Il rappelle à tout le monde la simplicité de la course à pied : à 95 ans, le sagranier Charly Bancarel sera sur le 10 km du Marathon pour tous des Jeux olympiques. La retraite sportive n’est toujours pas prévue.
À l’évocation, son regard s’allume. Il aura 95 ans lundi, mais Charly Bancarel n’est pas près d’être blasé par la course à pied. Demain, il s’alignera sur le dix kilomètres du Marathon pour tous des Jeux olympiques de Paris, en doyen de la course : « Je suis enchanté de le faire. C’est un honneur pour moi. Cela ne se renouvelle pas tous les ans ! »
Les derniers Jeux olympiques à Paris, c’était en 1924. Charly Bancarel est né le 12 août 1929, cinq ans après. Mais il faudra encore plus de cinq décennies plus pour que ce discret sagranier, chauffeur de bus puis patron du Baillage, se mette à réellement enchaîner les dossards, sur le tard.
Avec une simplicité non-feinte. « J’ai toujours beaucoup marché. Ensuite, c’était juste vivre normalement, faire un peu d’entretien physique », sourit-il. Il se reconnaît un peu de chance, « je n’ai jamais eu de raideur articulaire ou de choses comme ça. »
Puis, années après années, l’âge avançant mais sans faiblir sur les engagements, l’attention s’est portée sur lui. Dans le Cantal, d’abord, où ce marathonien sexagénaire, septuagénaire, puis octogénaire a commencé à se faire un nom en bouclant des parcours à Paris, New-York et Berlin tout en s’alignant sur les trails du coin.
La France l’a découvert au marathon de Paris en 2023. Il en était alors le doyen, à 93 ans. Il s’est laissé porter par la ferveur, accompagné par sa petite-fille Virginie : « Je l’ai vécu en courant avec tout mon cœur. C’était gentil, simple, j’entendais partout “Charly, Charly !”. C’était incroyable, impensable. »
À Salers, si les locaux connaissent bien ce zébulon aux yeux bleus qui parcourt les routes de Mauriac à Saint-Paul, par tous les temps, à pied comme à vélo, les touristes ont commencé à l’arrêter pour faire des photos. Sa sélection pour porter la flamme olympique, à Bergerac, n’a pas arrangé les choses : Charly Bancarel est devenu une célébrité. Sans le changer. Fier d’avoir été choisi, il est surtout profondément ému d’avoir partagé ce moment avec sa famille.
À Salers, les touristes l’arrêtent pour prendre une photoPour aller à Paris, il continue la même recette que d’habitude : le train d’Aurillac à Austerlitz, la veille du départ, une chambre, toujours dans le même hôtel, la course puis un retour aussi sec au pied du puy Violent, dès dimanche.

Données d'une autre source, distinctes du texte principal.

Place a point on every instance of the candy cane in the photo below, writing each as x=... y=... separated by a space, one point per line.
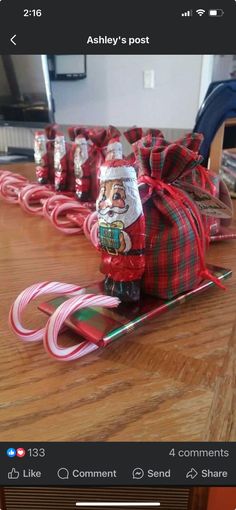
x=33 y=195
x=51 y=203
x=28 y=295
x=58 y=318
x=64 y=225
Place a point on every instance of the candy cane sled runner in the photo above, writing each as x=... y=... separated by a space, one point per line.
x=49 y=334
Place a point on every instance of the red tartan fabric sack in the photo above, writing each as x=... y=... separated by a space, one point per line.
x=175 y=237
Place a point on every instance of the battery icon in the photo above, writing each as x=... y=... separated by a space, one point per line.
x=216 y=12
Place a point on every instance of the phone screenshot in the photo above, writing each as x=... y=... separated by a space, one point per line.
x=117 y=255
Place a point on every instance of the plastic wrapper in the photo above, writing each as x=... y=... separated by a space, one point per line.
x=60 y=162
x=51 y=131
x=82 y=169
x=121 y=230
x=41 y=157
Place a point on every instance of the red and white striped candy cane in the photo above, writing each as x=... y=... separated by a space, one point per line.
x=58 y=318
x=31 y=199
x=28 y=295
x=65 y=225
x=52 y=202
x=10 y=188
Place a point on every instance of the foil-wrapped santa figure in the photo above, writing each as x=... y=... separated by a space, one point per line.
x=121 y=227
x=82 y=170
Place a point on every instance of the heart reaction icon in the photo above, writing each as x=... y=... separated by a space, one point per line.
x=20 y=452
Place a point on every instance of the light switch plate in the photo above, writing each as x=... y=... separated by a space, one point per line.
x=149 y=79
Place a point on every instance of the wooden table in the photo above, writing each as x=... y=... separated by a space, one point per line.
x=172 y=380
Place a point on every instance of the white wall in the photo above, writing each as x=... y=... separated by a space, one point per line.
x=29 y=73
x=113 y=92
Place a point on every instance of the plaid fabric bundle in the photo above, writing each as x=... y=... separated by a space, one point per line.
x=175 y=237
x=211 y=182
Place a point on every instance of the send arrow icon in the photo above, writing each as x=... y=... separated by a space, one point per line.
x=12 y=39
x=192 y=473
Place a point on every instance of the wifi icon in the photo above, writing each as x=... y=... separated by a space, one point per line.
x=200 y=12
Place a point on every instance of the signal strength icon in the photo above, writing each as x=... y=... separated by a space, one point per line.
x=200 y=12
x=188 y=13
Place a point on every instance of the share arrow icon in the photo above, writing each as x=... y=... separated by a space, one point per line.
x=12 y=39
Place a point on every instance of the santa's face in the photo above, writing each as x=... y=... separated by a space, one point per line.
x=119 y=200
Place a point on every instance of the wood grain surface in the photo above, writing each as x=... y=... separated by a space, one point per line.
x=172 y=380
x=64 y=498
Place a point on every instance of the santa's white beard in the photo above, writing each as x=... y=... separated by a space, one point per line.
x=128 y=214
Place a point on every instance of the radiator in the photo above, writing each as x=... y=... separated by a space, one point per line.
x=24 y=137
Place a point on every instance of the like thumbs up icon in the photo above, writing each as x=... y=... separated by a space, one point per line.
x=13 y=474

Tout juste note-t-il que ce sera la première fois qu’il prendra un départ à 23 h 30, mais il balaie cela d’un revers de main : « L’habitude sera facile à prendre, puis c’est sûrement très bien éclairé. Cela ne me porte pas peine. » Pas plus que l’étouffante chaleur, « j’adore ça. »
N’allez pas penser qu’il s’agit d’un jubilé : il remettra le couvert sur le 10 km de Dax, dès le 14 août, auprès de son copain Alain Létard, le speaker de la Pastourelle. Ensuite, « je vais me relâcher un peu, on verra au printemps. » Il a un peu baissé les distances, mais reste agile : « Je cours à ma manière, tranquillement. Je ne me mets pas la pression. »
Le regard pétille, comme celui d’un enfant, au milieu des dizaines de coupes qui décorent son salon. « J’ai toujours des projets, vous savez ! Un jour, quand je serai plus âgé, je rangerai tout ça. » Il rit, reprend sa maxime : « On ne s’arrête pas quand on vieillit, on vieillit quand on s’arrête. » Et à Salers, l’âge n’arrive toujours pas à rattraper Charly Bancarel.